Through rigorous analysis and tailored strategies, we offer the peace of mind that comes from knowing your response plans are resilient, compliant, and aligned with your company culture and stakeholder expectations.
Our Guidance for IT Leaders
To build true resilience, organisations must go beyond cloud contracts and SLAs. Here’s what we recommend:
- Review and Test Your BCP Regularly: Include scenarios like cloud outages, ransomware, and supply chain disruptions.
- Maintain Offline Copies of Critical Plans: Store printed versions of your BCP, DR procedures, and key contact lists in secure, accessible locations.

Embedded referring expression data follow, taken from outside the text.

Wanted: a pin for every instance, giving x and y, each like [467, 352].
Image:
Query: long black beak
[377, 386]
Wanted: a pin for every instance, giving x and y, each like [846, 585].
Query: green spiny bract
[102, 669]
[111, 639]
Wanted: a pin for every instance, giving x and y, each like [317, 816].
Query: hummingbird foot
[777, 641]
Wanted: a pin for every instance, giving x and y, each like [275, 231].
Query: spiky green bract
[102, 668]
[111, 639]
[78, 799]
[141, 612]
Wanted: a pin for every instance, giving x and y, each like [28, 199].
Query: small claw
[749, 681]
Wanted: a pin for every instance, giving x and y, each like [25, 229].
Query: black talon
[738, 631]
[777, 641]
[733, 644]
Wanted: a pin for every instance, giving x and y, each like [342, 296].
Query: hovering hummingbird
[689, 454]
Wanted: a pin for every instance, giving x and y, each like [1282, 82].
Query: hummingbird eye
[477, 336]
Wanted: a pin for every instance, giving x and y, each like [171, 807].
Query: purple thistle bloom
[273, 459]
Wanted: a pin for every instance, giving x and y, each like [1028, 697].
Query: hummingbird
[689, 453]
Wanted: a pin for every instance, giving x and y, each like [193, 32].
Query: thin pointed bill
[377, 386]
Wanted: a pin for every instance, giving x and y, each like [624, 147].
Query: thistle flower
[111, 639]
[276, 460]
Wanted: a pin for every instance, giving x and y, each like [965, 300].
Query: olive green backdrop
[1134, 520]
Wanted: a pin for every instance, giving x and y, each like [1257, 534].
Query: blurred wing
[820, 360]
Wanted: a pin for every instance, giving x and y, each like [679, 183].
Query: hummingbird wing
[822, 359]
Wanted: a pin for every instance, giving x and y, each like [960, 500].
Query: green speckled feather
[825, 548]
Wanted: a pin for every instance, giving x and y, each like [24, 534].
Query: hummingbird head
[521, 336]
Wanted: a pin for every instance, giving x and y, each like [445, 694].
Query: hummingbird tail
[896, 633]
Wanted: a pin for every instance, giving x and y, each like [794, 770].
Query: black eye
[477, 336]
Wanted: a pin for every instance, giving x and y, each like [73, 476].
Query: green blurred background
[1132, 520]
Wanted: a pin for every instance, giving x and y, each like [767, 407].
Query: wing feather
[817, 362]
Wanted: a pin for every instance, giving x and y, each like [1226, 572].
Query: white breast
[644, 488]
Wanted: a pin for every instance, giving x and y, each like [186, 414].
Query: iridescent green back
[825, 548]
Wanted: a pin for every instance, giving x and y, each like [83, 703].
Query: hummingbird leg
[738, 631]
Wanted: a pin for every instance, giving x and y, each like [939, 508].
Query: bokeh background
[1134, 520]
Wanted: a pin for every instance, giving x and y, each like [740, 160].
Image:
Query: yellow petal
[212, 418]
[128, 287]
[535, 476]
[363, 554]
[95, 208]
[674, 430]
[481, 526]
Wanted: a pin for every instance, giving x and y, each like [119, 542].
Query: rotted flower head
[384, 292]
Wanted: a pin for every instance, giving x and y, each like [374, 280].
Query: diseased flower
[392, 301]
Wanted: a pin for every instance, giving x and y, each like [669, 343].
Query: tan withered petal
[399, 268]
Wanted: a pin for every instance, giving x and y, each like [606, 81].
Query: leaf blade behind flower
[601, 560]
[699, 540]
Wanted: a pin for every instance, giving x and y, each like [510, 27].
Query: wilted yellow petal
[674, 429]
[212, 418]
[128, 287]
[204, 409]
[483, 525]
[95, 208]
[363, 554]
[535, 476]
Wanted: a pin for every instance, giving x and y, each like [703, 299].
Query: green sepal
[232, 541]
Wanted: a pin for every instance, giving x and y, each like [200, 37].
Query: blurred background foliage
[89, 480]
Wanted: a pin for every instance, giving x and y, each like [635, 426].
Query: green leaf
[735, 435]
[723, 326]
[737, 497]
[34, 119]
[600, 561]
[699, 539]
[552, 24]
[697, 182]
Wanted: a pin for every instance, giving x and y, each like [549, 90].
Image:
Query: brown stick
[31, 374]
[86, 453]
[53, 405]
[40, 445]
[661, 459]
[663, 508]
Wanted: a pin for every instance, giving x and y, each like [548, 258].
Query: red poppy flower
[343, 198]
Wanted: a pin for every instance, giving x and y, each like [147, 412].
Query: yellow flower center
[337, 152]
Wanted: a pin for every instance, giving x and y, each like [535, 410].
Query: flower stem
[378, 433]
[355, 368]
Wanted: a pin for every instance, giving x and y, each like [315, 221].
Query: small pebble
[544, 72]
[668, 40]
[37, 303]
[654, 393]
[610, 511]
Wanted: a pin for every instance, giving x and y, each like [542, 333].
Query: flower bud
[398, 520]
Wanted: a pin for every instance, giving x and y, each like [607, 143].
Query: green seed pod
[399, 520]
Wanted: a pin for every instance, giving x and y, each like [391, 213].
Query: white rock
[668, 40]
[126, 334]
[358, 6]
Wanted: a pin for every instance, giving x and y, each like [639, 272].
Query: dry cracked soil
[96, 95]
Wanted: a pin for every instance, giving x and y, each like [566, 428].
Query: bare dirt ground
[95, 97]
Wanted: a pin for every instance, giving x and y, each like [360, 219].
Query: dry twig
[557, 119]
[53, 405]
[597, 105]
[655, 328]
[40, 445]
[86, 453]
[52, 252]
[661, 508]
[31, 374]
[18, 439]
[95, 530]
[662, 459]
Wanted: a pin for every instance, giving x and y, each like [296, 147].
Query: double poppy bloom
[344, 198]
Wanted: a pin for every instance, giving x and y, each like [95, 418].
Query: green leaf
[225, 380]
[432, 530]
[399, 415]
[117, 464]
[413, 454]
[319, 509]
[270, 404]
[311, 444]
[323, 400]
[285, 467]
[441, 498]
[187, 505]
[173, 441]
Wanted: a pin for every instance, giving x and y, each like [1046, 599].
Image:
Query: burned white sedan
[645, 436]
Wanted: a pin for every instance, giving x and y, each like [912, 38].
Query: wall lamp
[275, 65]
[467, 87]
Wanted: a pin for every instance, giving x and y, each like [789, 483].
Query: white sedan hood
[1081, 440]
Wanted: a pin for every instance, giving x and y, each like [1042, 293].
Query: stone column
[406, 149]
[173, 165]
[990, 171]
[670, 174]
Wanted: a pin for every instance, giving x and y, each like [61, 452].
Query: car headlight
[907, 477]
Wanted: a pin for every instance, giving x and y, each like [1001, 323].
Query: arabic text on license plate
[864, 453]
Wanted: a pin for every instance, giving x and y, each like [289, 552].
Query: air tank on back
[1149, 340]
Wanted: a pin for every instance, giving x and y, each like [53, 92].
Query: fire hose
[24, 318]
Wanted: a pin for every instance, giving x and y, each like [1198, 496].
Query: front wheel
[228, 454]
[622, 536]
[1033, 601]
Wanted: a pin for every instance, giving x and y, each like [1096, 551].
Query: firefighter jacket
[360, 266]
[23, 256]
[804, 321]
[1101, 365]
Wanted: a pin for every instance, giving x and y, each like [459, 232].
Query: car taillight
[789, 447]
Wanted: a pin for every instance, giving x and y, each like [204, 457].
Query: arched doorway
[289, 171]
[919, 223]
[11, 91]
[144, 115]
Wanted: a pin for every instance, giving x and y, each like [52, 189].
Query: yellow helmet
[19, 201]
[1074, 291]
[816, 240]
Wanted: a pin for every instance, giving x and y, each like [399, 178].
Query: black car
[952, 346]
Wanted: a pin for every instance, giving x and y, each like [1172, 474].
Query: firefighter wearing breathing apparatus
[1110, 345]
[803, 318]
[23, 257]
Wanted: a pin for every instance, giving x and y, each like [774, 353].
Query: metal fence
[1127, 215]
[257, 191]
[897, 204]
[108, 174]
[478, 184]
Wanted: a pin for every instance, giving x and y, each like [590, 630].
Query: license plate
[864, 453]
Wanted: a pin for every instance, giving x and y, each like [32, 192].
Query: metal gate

- Diversify Cloud Dependencies: Consider multi-cloud or hybrid strategies to reduce single-provider risk.
- Train for Analog Operations: Equip teams to function without digital tools, whether that’s manual processes, paper forms, or alternative communication channels.
- Engage Leadership and the Board: Cyber resilience is a business imperative. Ensure executive buy-in and regular updates on preparedness.
- Audit Third-Party Dependencies: Understand which vendors and services rely on AWS or similar infrastructure and assess their contingency plans.
- Embed Cyber Resilience into Company Culture: Foster a culture where security and preparedness are part of everyday thinking, not just IT’s responsibility.
- Invest in Ongoing Employee Training: Regularly educate staff on incident response, phishing awareness, and data protection. Empower staff to act confidently and correctly during a crisis.
- Conduct Internal Audits of Security and Continuity Plans: Periodic internal reviews help identify gaps, validate readiness, and ensure alignment with evolving threats and compliance requirements.
Run realistic tabletop exercises and live simulations: Run tabletop exercises and live simulations to test your team’s response under pressure. Use findings to refine your plans and improve coordination.
Resilience Is a Culture, Not a Checklist
Today’s outage is a stark reminder that technology alone doesn’t guarantee continuity. Resilience is built through planning, practice, and culture. It’s about empowering teams to respond confidently when systems fail and ensuring leadership understands that downtime isn’t just an IT issue, it’s a business risk.
By investing in incident management assessments, data breach readiness, and tailored continuity strategies, organisations can move from reactive firefighting to proactive resilience.